Wider jeglicher Menschlichkeit
Heute beim Arzt las ich einen Bericht über eine Kripo-Beamtin, die bei Fällen von Kindsmisshandlung oder Kindstötung durch die eigenen Eltern ermittelt - dann wenn Kinder geschlagen oder sogar zu Tode geprügelt werden, wenn Mutter oder Vater oder beide sie hungern, gar verhungern lassen, oder verdursten, oder sie so lange im Dreck liegen oder leben müssen, bis sie elendig daran zugrunde gehen.

Geschildert wurde der Fall eines Geschwisterpaares - 2,5 und 4 Jahre (!!!) - das von den eigenen Eltern in einem Zimmer eingesperrt wurde, wenn diese zur Arbeit gingen. Natürlich gab es keine Toilette, sondern nur ein übervolles Töpfchen, es gab auch nichts oder fast nichts zum Essen, insbesondere nicht für den zweijährigen Buben. Am Schluss, also kurz vor seinem Tod, fütterte ihn nur noch seine vierjährige (!!!!!) Schwester.

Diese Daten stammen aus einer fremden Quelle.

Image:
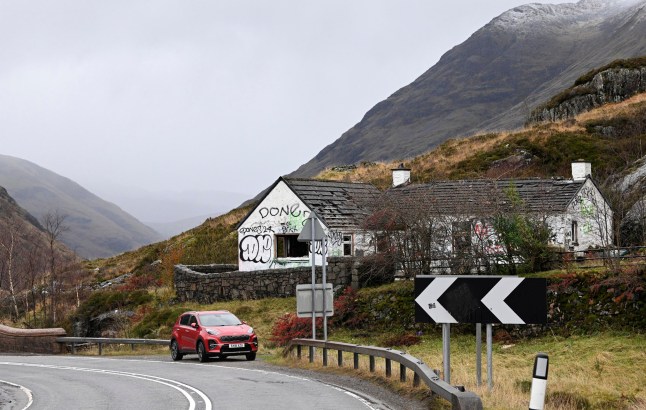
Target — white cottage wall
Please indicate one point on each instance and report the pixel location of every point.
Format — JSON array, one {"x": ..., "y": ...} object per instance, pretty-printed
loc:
[
  {"x": 281, "y": 212},
  {"x": 593, "y": 217}
]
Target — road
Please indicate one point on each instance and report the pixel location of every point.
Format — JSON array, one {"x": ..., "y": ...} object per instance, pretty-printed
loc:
[{"x": 82, "y": 382}]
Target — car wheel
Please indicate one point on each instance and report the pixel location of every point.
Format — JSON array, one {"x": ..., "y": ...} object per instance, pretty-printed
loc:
[
  {"x": 174, "y": 351},
  {"x": 201, "y": 352}
]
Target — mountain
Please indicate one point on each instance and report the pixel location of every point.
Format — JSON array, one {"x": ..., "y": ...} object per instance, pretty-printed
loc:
[
  {"x": 97, "y": 228},
  {"x": 493, "y": 80},
  {"x": 22, "y": 230},
  {"x": 170, "y": 229}
]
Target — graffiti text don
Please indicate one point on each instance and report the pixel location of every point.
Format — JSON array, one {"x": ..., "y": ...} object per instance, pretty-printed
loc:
[{"x": 287, "y": 210}]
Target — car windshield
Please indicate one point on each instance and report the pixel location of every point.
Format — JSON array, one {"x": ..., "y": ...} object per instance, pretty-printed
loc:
[{"x": 219, "y": 319}]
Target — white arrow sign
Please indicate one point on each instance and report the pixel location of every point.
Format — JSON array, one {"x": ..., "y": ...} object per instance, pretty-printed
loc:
[
  {"x": 495, "y": 301},
  {"x": 427, "y": 300}
]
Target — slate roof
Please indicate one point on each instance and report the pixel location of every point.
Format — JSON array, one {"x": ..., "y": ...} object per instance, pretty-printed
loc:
[
  {"x": 475, "y": 197},
  {"x": 339, "y": 204}
]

Ich konnte nicht weiterlesen, denn mir standen schon die Tränen in den Augen, und ich wollte nicht von Eva gefragt werden, warum ich weine. Ohnehin verfolgen mich solche Berichte tagelang, ja wochenlang: Immer wenn ich meinen eigenen Kindern in die Augen blicke, mir so viel Vertrauen und Liebe entgegenblickt, frage ich mich, was Eltern dazu treibt, ihr eigen Fleisch und Blut so zu behandeln. Das ist für mich noch unverständlicher, noch pervertierter als die Taten irgendwelcher belgischen oder französischen Seriensexualmörder.

Und ich bin froh, dass es Frauen (und natürlich auch Männer) gibt, die dieses Grauen nicht scheuen, und sich in diese Höllen hinabbegeben. Um wenigstens ein paar Kindern zu helfen. Und sie zu retten, vor einem Abschaum, der sich “Mutter” oder “Vater” nennt.

Die Polizistin hat übrigens selbst zwei Kinder. Ich bewundere sie für ihre Stärke. Ich hätte sie nicht.